Me: you can’t just be pretty. You have to be smart too!

8: But mom, you’re pretty.

Me: Awe thank……wait what?

@HaliPhacks

*Me, unprepared giving toast at BBQ with family and friends on Labour Day*

Yes, uh, Labour Day. The day devoted to labour. The day we recognize all the women who’ve, uh, been in labour and how difficult that must’ve been. *raises glass* To being preggers!

@kylekinane

Thank god that racist basketball guy showed up or we’d still be talking about how we’re not finding that airplane.

@chrislhayes

It’s not just that they lie, it’s that they lie the way an 8 year old lies.

@IDontSpeakWhine

My kids’ superpower is finding something to fight about after only being awake for 2 minutes.

@Token_Geezer

Apparently, saying “Wow, you’ve grown since I last saw you” isn’t deemed socially acceptable when said to adults.

@SheMightHave

I don’t know why they are staring. Ignore them.

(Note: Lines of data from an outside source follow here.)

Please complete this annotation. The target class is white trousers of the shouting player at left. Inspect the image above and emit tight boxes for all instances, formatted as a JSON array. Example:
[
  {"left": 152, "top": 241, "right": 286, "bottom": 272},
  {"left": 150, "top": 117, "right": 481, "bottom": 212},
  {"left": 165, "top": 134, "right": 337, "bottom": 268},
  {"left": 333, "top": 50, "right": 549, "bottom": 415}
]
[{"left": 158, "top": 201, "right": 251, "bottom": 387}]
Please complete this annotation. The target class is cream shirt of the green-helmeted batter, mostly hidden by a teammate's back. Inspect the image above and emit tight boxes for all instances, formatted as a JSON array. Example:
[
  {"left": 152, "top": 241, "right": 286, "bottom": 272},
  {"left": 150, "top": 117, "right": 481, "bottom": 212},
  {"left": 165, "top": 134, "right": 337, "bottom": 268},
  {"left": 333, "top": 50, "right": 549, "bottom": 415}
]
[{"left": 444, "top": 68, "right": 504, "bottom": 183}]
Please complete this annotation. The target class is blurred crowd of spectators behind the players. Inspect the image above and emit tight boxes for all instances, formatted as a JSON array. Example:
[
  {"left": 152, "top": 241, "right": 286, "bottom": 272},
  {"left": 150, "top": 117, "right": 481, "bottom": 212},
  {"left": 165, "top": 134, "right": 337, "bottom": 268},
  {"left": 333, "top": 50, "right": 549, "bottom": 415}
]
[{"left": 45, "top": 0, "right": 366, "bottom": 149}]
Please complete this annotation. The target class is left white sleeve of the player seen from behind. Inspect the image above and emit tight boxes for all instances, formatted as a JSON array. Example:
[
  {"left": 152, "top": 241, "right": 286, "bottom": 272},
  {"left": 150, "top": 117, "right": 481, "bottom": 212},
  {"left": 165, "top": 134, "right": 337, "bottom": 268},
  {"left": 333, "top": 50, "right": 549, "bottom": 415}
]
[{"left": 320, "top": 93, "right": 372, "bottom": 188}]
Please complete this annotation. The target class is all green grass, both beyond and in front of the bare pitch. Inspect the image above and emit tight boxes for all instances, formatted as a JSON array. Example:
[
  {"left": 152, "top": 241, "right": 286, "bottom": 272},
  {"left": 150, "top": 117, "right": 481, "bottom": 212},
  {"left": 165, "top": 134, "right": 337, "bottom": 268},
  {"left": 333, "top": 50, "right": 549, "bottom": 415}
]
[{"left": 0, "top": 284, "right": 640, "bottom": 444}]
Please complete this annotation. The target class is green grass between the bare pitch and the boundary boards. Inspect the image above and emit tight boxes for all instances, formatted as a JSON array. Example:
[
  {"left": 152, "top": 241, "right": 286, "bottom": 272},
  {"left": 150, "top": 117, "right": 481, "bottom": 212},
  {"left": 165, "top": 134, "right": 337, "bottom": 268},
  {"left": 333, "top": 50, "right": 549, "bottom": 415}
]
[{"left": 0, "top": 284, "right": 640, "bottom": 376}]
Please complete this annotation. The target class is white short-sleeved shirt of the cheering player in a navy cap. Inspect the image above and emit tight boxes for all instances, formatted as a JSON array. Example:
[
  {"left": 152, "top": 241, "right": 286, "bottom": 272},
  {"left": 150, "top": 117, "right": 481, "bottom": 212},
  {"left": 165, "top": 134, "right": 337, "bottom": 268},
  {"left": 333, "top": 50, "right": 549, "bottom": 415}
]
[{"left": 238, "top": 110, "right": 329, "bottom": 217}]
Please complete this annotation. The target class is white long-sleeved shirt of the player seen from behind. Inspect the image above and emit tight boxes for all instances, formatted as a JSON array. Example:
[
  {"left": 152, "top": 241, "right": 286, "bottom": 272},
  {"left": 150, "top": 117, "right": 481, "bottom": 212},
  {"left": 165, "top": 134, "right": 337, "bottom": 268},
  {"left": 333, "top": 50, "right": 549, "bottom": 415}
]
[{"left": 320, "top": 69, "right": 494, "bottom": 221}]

*Holds drink up to your voodoo doll’s mouth*

@squirrel74wkgn

If two parents sit down to help their child with three math problems at 7:00 PM, what time will daddy be sleeping on the couch tonight?

@ThatB_OverThere

Mom: Want to come over for dinner?

Me: No thanks, already ate

Mom: What did you have?

Me: Peanut butter

Mom: With?

Me: Spoon

@sixfootcandy

I’m so thankful for the guy who pressed the crosswalk button 10x after watching me push it.
I bet his will be the winning push that saves the day.